Branyas told the Guinness World Records website she believed her longevity stemmed from “order, tranquility, good connection with family and friends, contact with nature, emotional stability, no worries, no regrets, lots of positivity and staying away from toxic people”.
“I think longevity is also about being lucky,” said Branyas, who used a voice-to-text device to express herself later in life.
She was born in San Francisco on 4 March 1907, shortly after her family moved to the US from Mexico. After also spending time in Texas and New Orleans, the family returned to their native Spain in 1915 as the first world war was under way, which complicated the voyage across the Atlantic.
The crossing was marked by tragedy – her father died from tuberculosis towards the end of the voyage and his coffin was thrown into the sea.
Branyas and her mother settled in Barcelona. In 1931, five years before the start of Spain’s 1936-39 civil war, she married a doctor. The couple lived together for four decades until her husband died at the age of 72. They had three children – one of whom has died – 11 grandchildren and many great-grandchildren.

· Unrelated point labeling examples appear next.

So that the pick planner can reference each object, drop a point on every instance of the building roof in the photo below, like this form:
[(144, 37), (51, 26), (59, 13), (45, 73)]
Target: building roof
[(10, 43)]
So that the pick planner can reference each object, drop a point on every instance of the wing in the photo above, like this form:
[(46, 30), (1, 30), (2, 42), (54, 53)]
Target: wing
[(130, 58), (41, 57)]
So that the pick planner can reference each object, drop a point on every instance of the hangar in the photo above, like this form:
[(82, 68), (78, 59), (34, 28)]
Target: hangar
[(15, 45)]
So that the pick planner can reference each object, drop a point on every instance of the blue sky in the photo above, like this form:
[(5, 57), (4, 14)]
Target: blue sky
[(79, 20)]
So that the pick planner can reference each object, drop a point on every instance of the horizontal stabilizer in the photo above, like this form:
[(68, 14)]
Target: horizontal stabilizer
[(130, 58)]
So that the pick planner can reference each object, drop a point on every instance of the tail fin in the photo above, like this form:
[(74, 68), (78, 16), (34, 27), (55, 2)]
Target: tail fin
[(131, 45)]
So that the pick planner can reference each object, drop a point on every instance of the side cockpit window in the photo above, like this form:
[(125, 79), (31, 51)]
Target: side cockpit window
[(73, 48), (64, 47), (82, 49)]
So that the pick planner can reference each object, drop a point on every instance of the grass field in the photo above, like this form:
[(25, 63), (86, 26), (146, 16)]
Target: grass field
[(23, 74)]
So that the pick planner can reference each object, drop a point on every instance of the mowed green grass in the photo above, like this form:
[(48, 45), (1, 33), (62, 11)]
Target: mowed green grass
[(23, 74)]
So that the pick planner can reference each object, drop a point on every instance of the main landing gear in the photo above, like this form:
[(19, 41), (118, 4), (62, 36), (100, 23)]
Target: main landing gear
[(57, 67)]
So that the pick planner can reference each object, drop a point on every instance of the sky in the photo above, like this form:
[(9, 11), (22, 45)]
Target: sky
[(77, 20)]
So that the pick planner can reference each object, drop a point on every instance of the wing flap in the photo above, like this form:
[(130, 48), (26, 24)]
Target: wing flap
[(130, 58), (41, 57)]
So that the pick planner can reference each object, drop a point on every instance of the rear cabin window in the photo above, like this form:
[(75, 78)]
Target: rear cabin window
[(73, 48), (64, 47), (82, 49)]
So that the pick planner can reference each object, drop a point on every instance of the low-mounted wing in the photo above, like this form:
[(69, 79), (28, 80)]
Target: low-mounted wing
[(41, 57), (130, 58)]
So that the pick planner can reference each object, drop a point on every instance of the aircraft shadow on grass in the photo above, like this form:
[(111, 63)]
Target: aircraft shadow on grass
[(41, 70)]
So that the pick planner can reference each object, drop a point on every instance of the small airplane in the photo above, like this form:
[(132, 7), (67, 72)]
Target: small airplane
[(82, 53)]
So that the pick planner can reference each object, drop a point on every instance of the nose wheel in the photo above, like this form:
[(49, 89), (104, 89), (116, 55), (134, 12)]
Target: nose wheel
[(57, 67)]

Manel Esteller, part of a team of researchers from the University of Barcelona who studied Branyas’s DNA to determine the causes of her longevity, told the daily Spanish newspaper ABC in October 2023 he was surprised by her good health.
“Her mind is completely lucid. She remembers with impressive clarity episodes from when she was only four years old, and she has no cardiovascular disease, which is common in the elderly. The only things she has are mobility and hearing problems. It’s incredible,” the genetics professor said.
The oldest verified person to have ever lived was Jeanne Louise Calment, a French woman who died in 1997 at the age of 122 years and 164 days.